The Office for Budget Responsibility (OBR), the economic watchdog, has markedly improved its deficit forecast. It previously said that public borrowing would be about £25 billion this year. However, the OBR underestimated the strength of personal tax receipts and corporation tax revenues. It will now revise down the country’s deficit for 2018-19 by about £13billion.
The OBR admitted that it tends to “over-predict deficits”, and has pledged to rectify this on Monday.
All borrowing forecasts will be revised down until 2022, according to the Financial Times. The change would mean the largest revision in borrowing forecasts since the early Eighties.
This should allow Mr Hammond to avoid any substantial tax rises in his forthcoming Budget, despite his recent hints that they would be needed to pay for the Government’s pledge to provide extra funding for the NHS.
The change will also give Mr Hammond more time to hold out for a potential “deal dividend” from the Brexit negotiations. The Treasury had been planning to cut pension tax relief and delay raising income tax thresholds in order to fulfil the £20 billion-a-year funding pledge for the health service.
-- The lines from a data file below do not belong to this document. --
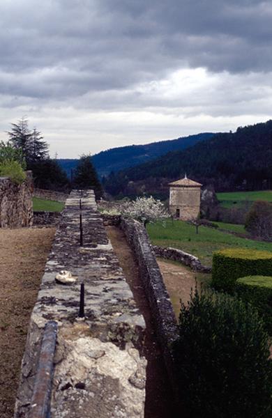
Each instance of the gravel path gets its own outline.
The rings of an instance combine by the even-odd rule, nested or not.
[[[122,231],[106,228],[126,281],[146,325],[144,355],[147,359],[144,418],[174,418],[174,396],[152,323],[151,312],[139,274],[138,266]]]
[[[195,273],[181,263],[157,258],[176,318],[179,318],[181,302],[186,304],[192,289],[195,288]]]
[[[0,417],[12,418],[30,314],[55,229],[0,229]]]

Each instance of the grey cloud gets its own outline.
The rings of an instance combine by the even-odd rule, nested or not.
[[[272,6],[250,0],[36,0],[0,4],[0,92],[66,100],[179,68],[272,68]]]

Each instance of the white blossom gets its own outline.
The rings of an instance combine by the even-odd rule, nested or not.
[[[144,224],[165,220],[170,215],[163,203],[152,196],[137,197],[131,202],[125,202],[121,208],[121,215],[140,221]]]

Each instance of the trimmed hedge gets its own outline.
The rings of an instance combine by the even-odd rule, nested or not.
[[[245,276],[272,276],[272,253],[243,248],[228,248],[213,256],[212,286],[232,291],[237,279]]]
[[[254,307],[197,291],[181,304],[179,331],[173,353],[183,418],[272,416],[269,336]]]
[[[251,303],[262,316],[272,335],[272,277],[248,276],[238,279],[235,289],[245,302]]]

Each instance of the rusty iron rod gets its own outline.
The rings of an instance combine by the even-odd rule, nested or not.
[[[84,284],[82,283],[80,285],[80,318],[84,318]]]
[[[80,215],[80,246],[83,245],[83,229],[82,229],[82,215]]]
[[[53,359],[56,349],[58,324],[50,320],[45,324],[40,347],[37,373],[29,418],[48,418],[50,416],[51,390],[53,380]]]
While the updated forecasts would help finance the Government’s pledge to the NHS, they would not cover its commitment to end austerity.
Ending austerity would require £31 billion of additional spending by 2023, according to the think tank Resolution Foundation.
Matt Whittaker, deputy director at the Resolution Foundation, said: “Ending austerity carries a huge price tag of over £30billion by the end of the parliament. Doing it while also keeping debt falling as a share of the economy will therefore require tax rises.”